The Court was asked to determine if there was a bona fide sale of Erie stock upon the funding of Black LP in 1993.  The Court determined that there was in deed a bona fide sale of stock for full and adequate consideration to Black LP and that its seven year existence and operating history was enough to provide a “legitimate and significant non-tax purpose” for the partnership’s existence.  In addition, the Court noted that Mr. and Mrs. Black had retained approximately $4 million of assets, outside the trust with an average income of $600,000 per year and therefore did not utilize any trust principal for their daily living expenses.

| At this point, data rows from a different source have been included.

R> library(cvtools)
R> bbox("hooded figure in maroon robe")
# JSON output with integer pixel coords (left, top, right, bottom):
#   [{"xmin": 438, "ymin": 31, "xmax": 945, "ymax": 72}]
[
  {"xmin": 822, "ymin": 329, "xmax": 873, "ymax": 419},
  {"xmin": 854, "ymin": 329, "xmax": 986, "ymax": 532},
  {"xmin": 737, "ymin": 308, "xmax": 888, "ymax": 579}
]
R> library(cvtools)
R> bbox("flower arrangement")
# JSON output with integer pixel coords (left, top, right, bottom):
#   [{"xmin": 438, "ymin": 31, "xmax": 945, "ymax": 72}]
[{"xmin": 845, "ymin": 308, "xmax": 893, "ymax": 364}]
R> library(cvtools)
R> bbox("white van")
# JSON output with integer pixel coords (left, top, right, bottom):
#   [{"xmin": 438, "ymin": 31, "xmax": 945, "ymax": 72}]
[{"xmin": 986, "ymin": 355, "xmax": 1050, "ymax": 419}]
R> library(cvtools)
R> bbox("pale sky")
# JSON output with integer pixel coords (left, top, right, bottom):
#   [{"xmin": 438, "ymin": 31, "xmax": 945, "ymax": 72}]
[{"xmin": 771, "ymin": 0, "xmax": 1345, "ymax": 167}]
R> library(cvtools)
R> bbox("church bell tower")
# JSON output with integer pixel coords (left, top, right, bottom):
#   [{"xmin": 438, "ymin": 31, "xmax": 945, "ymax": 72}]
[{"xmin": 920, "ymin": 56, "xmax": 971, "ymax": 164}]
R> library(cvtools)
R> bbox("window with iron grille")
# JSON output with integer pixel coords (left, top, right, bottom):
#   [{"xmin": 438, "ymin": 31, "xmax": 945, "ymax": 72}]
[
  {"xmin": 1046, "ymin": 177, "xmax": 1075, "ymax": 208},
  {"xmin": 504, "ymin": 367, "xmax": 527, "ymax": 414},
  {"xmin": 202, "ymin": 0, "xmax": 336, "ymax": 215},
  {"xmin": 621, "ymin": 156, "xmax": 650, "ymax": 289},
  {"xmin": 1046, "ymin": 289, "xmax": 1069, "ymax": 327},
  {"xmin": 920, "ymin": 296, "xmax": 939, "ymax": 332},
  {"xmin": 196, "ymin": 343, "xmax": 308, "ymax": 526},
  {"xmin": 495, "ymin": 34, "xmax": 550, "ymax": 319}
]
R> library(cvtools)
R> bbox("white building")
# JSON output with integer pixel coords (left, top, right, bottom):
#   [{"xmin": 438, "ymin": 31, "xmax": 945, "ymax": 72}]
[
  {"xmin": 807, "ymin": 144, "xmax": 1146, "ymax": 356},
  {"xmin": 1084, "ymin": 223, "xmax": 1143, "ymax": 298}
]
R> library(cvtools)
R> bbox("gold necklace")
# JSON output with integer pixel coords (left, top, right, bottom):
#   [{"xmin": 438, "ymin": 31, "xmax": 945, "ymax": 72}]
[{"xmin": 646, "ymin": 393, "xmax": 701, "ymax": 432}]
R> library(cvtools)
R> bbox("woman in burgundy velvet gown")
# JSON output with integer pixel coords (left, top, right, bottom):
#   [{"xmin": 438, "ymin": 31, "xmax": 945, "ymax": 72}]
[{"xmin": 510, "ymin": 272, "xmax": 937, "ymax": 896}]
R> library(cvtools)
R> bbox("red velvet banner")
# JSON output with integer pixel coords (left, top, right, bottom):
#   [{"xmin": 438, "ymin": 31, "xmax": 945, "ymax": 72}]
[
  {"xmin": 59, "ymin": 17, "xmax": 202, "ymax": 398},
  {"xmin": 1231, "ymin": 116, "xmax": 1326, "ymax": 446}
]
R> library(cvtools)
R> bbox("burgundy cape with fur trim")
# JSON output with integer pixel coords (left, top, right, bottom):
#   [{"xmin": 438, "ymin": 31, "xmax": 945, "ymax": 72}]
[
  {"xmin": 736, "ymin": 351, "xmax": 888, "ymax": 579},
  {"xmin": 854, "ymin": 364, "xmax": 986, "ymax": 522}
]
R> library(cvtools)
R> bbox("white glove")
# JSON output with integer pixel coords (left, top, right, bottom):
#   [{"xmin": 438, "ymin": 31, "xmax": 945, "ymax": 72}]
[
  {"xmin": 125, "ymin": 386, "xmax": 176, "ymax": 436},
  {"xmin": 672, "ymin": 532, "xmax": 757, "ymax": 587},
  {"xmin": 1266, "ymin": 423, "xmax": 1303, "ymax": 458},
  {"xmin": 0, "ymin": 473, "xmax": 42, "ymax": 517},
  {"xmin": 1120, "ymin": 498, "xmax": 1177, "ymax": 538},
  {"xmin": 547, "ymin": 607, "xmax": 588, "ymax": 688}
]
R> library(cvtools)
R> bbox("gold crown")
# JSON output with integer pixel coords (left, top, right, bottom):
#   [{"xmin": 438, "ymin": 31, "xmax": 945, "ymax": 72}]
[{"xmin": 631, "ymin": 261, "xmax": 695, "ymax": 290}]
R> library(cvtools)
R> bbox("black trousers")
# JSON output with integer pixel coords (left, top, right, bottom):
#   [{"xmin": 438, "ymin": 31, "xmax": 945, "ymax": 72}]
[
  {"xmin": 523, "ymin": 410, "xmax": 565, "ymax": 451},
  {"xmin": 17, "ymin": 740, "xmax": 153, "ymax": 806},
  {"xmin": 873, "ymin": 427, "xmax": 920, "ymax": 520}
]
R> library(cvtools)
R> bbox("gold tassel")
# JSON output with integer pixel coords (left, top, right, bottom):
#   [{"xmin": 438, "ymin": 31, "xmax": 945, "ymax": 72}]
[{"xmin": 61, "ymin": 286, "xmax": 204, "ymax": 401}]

In regard to the marital trust, it was deemed to have been funded from the estate of Mr. Black.  Because the funding of the marital trust would have occurred in due course after the death of Mr. Black, the valuation of the trust was determined as of the date of death of Mrs. Black.  The loan of $71 million from Black LP to the estate was determined to be completely within the control of Samuel III, as executor of the estate, and owner of the controlling interest in Black LP.  The loan was deemed not “necessarily incurred” within the meaning of Section 20.2053-3(a) and therefore, the interest expense was deemed not a deductible administration expense.

Furthermore, the Court determined that Mrs. Black’s estate was entitled to deduct: (1) $481,000 of the $981,000 of secondary offering costs reimbursed to Erie, (2) half of the son’s executor fees and (3) half of the legal fees (as the Court determined that ½ of those amounts represented expenditures or effort on behalf of Mrs. Black’s estate as opposed to both Mr. and Mrs. Black’s estates).

Parting Thoughts:

 This case provided a rather detailed look into what represents a “bona fide sale” and what is deemed to be “full and adequate consideration”.  I found it interesting in that there was no discussion as to valuation discounts (e.g. minority interest discount and lack of marketability discount) that were applied in determining the fair market value of the limited partner equity interest in Black LP.